The embodiments of the invention in which an exclusive property or privilege is claimed are defined as follows:

1. In a process for the production of glass fiber which includes drawing a number of filaments from streams of liquid glass using a rotary surface to draw the filaments to a desired diameter, and before completion of a single rotation, removing the filaments from the rotating surface, an improvement comprising collecting the filaments being drawn from streams of liquid glass into a plurality of loosely bound strands of filaments not having been treated with binders and then drawing off the strands individually on separated but parallel rotating surfaces, said surfaces being solid and smooth.
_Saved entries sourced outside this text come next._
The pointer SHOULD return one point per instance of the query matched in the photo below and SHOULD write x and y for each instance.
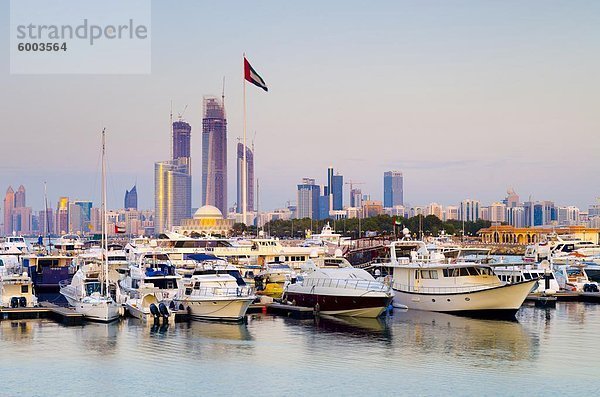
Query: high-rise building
(85, 215)
(21, 220)
(62, 216)
(512, 198)
(214, 154)
(9, 205)
(469, 210)
(515, 216)
(131, 198)
(497, 212)
(20, 197)
(46, 221)
(337, 189)
(355, 198)
(451, 213)
(393, 190)
(182, 132)
(249, 178)
(434, 209)
(308, 199)
(172, 194)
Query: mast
(104, 215)
(46, 215)
(244, 164)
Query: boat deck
(61, 314)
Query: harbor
(419, 353)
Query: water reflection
(98, 337)
(481, 341)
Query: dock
(568, 296)
(63, 315)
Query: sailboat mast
(104, 215)
(47, 221)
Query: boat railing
(445, 289)
(218, 291)
(367, 285)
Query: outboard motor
(154, 310)
(163, 310)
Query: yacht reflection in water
(216, 330)
(99, 338)
(362, 327)
(481, 341)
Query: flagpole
(244, 164)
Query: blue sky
(467, 98)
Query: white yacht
(345, 291)
(69, 243)
(422, 282)
(88, 291)
(87, 294)
(16, 288)
(213, 297)
(522, 272)
(13, 243)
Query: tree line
(429, 225)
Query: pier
(63, 315)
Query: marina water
(547, 351)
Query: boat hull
(369, 305)
(496, 302)
(216, 309)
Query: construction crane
(180, 115)
(352, 183)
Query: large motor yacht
(16, 288)
(423, 282)
(345, 291)
(214, 297)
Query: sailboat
(88, 291)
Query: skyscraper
(182, 132)
(250, 178)
(214, 154)
(337, 189)
(131, 198)
(62, 216)
(469, 210)
(393, 191)
(308, 199)
(9, 205)
(172, 194)
(356, 198)
(20, 197)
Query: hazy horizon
(465, 98)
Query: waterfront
(549, 351)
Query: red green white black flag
(253, 77)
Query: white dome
(208, 211)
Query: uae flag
(253, 77)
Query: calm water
(551, 351)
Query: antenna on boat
(104, 214)
(47, 221)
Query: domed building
(207, 220)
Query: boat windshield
(92, 287)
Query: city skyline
(461, 85)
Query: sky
(466, 98)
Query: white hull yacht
(428, 283)
(84, 294)
(214, 297)
(344, 291)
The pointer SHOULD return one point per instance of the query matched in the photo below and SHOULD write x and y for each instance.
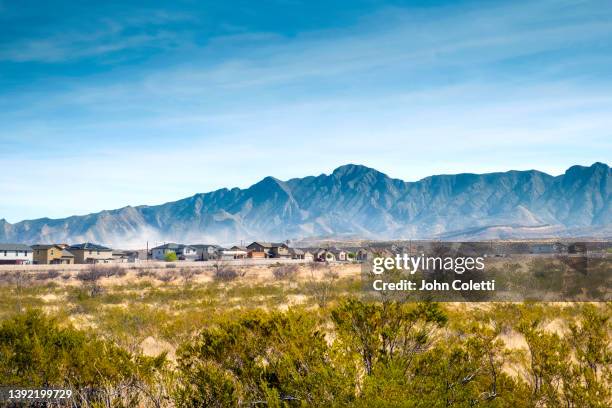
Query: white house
(15, 254)
(183, 252)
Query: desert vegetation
(291, 337)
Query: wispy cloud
(104, 36)
(411, 92)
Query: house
(234, 252)
(91, 253)
(339, 254)
(297, 253)
(126, 256)
(183, 252)
(255, 254)
(270, 250)
(205, 252)
(363, 254)
(52, 254)
(15, 254)
(325, 255)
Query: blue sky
(117, 103)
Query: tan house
(270, 250)
(91, 253)
(51, 255)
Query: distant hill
(355, 201)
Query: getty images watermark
(413, 264)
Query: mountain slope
(354, 201)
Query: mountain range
(355, 201)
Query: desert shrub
(166, 276)
(322, 287)
(115, 270)
(144, 273)
(50, 274)
(227, 274)
(260, 358)
(186, 274)
(285, 272)
(35, 351)
(91, 274)
(224, 272)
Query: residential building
(126, 256)
(234, 252)
(15, 254)
(297, 253)
(52, 254)
(87, 252)
(183, 252)
(270, 249)
(205, 252)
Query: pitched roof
(89, 246)
(45, 246)
(204, 246)
(268, 244)
(14, 247)
(172, 245)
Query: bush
(35, 351)
(285, 272)
(50, 274)
(92, 274)
(263, 359)
(224, 272)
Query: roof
(268, 244)
(15, 247)
(45, 246)
(172, 245)
(88, 246)
(204, 246)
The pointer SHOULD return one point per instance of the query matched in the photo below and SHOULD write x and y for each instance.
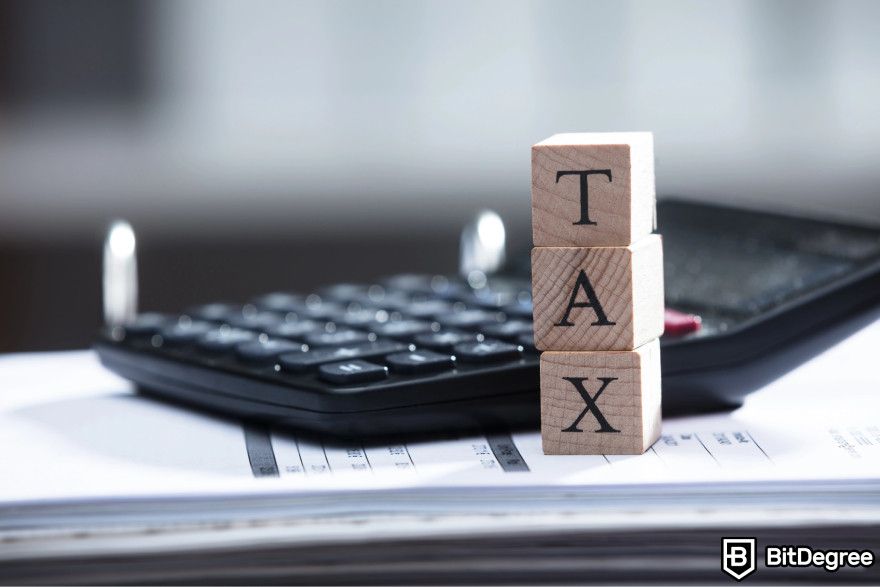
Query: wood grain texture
(628, 285)
(629, 404)
(622, 208)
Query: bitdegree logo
(805, 556)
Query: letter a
(584, 284)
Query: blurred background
(260, 145)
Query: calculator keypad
(406, 328)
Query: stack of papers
(100, 484)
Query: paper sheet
(70, 430)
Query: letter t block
(600, 402)
(592, 189)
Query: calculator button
(345, 292)
(256, 320)
(224, 339)
(469, 319)
(300, 362)
(443, 341)
(351, 372)
(280, 302)
(520, 309)
(185, 332)
(487, 351)
(404, 329)
(215, 312)
(526, 341)
(337, 338)
(259, 351)
(427, 308)
(510, 330)
(363, 317)
(322, 311)
(149, 323)
(417, 362)
(296, 330)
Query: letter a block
(592, 189)
(600, 402)
(598, 298)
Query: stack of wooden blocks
(597, 287)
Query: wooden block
(598, 298)
(592, 189)
(600, 402)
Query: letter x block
(598, 298)
(602, 402)
(592, 189)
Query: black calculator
(424, 353)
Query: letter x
(578, 383)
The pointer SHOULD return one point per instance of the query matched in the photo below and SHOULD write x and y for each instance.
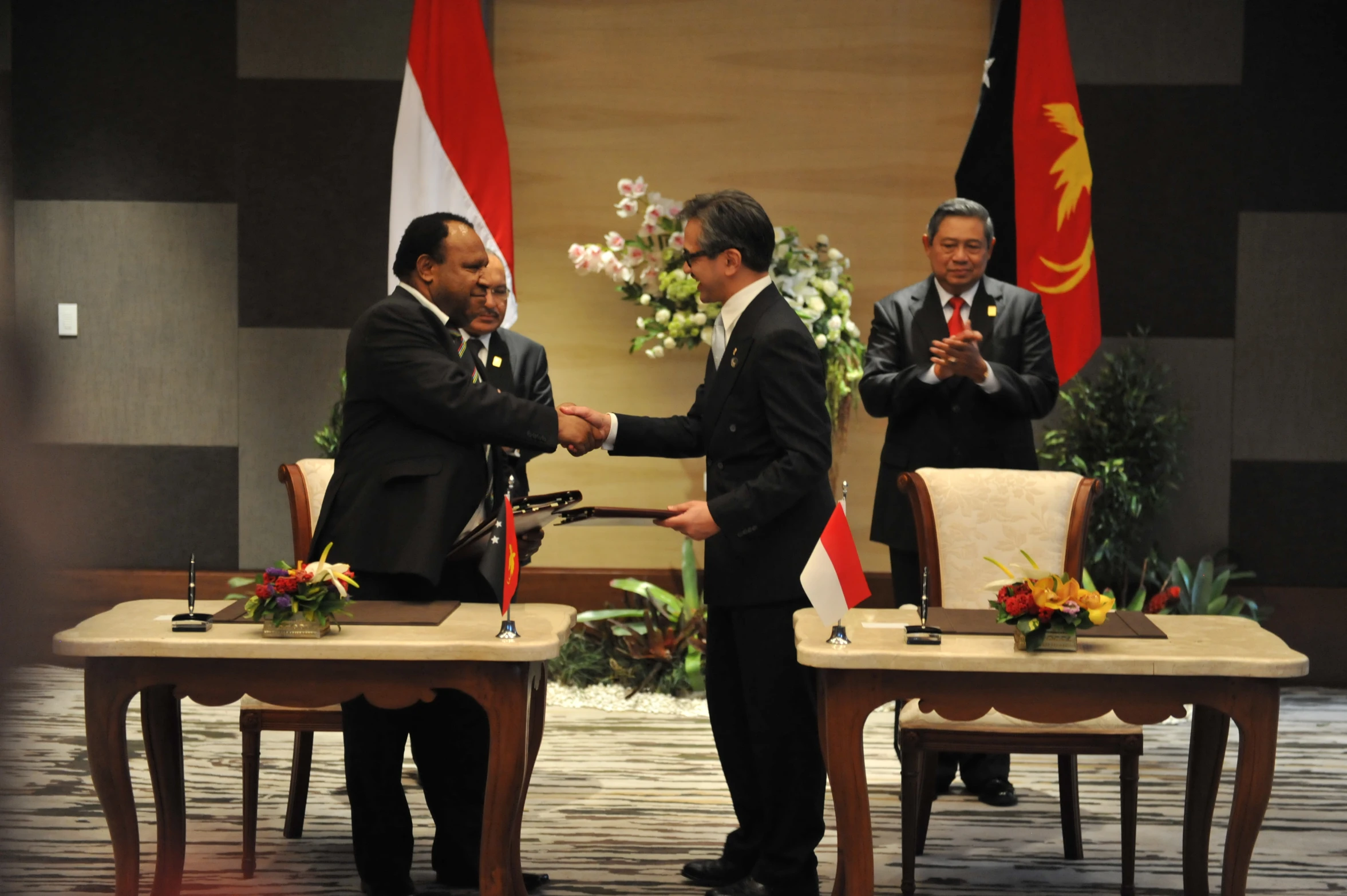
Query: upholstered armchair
(963, 516)
(306, 483)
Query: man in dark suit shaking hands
(418, 466)
(761, 423)
(959, 364)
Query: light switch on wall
(68, 319)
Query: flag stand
(508, 630)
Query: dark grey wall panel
(294, 400)
(1287, 521)
(314, 170)
(127, 100)
(149, 506)
(1291, 373)
(1156, 41)
(1166, 208)
(361, 39)
(1294, 123)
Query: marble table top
(142, 629)
(1195, 646)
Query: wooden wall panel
(841, 119)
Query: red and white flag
(833, 577)
(451, 151)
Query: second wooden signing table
(131, 650)
(1230, 669)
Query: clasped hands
(958, 355)
(694, 518)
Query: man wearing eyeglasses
(513, 364)
(761, 423)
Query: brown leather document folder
(612, 516)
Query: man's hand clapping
(959, 357)
(594, 422)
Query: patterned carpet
(621, 799)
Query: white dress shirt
(730, 314)
(987, 385)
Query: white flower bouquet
(648, 271)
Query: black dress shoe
(463, 882)
(713, 872)
(997, 791)
(749, 887)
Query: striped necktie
(463, 350)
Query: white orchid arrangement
(648, 271)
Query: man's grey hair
(733, 220)
(962, 209)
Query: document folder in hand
(612, 516)
(532, 512)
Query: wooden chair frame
(921, 746)
(255, 717)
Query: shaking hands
(594, 424)
(575, 431)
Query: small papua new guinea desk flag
(500, 563)
(1028, 163)
(833, 577)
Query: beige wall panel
(287, 384)
(844, 119)
(155, 362)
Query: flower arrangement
(648, 271)
(1037, 602)
(314, 592)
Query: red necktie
(957, 318)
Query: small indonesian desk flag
(500, 563)
(833, 577)
(449, 150)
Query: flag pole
(508, 630)
(838, 637)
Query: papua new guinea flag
(500, 563)
(1027, 162)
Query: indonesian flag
(451, 151)
(500, 563)
(833, 577)
(1028, 163)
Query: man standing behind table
(761, 423)
(511, 362)
(959, 364)
(415, 470)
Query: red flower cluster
(1163, 599)
(1017, 599)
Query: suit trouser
(974, 768)
(451, 744)
(764, 719)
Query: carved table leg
(504, 696)
(107, 696)
(1256, 715)
(161, 720)
(1206, 755)
(845, 759)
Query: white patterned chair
(306, 483)
(963, 516)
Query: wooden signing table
(1227, 668)
(131, 650)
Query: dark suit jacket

2. A process according to claim 1, wherein the surfaces rotate at different speeds.

3. A process according to claim 1, wherein the strands of filaments contain different numbers of filaments.

4. In an apparatus for the production of glass fiber which includes means for simultaneously producing numerous thin streams of liquid glass and means using rotating surfaces for drawing off streams of glass into filaments having a desired diameter, and means for removing the filaments from the rotating surface before completion of a single rotation, an improvement comprising means for collecting the filaments being drawn from streams of liquid glass into a plurality of loosely bound strands of filaments and means for individually drawing off the strands on separated but parallel rotating surfaces, each strand being drawn off by a separate smooth and solid rotating surface.

5. An apparatus according to claim 4, further comprising means for rotating the surfaces at different speeds.

6. An apparatus according to claim 4 wherein the means for collecting provides strands containing different numbers of filaments.

7. An apparatus according to claim 4 further comprising blowing-apart means connected to the end of a revolving means that distributes nondecomposing filaments into fibers, said revolving means receiving said filaments having been removed from the rotating surface.

8. An apparatus according to claim 7, wherein the blowing-apart means is designed as a depositing mechanism.

9. An apparatus according to claim 8, wherein the depositing device comprises a bundle of pipes each being assigned to a separate individual drawing means, said pipes opening jointly at their opposite ends, and means oscillating said joint openings over the width of a depositing surface.

10. An apparatus according to claim 4, wherein the collecting means comprise rollers with an annular notch or groove in the surface of a casing.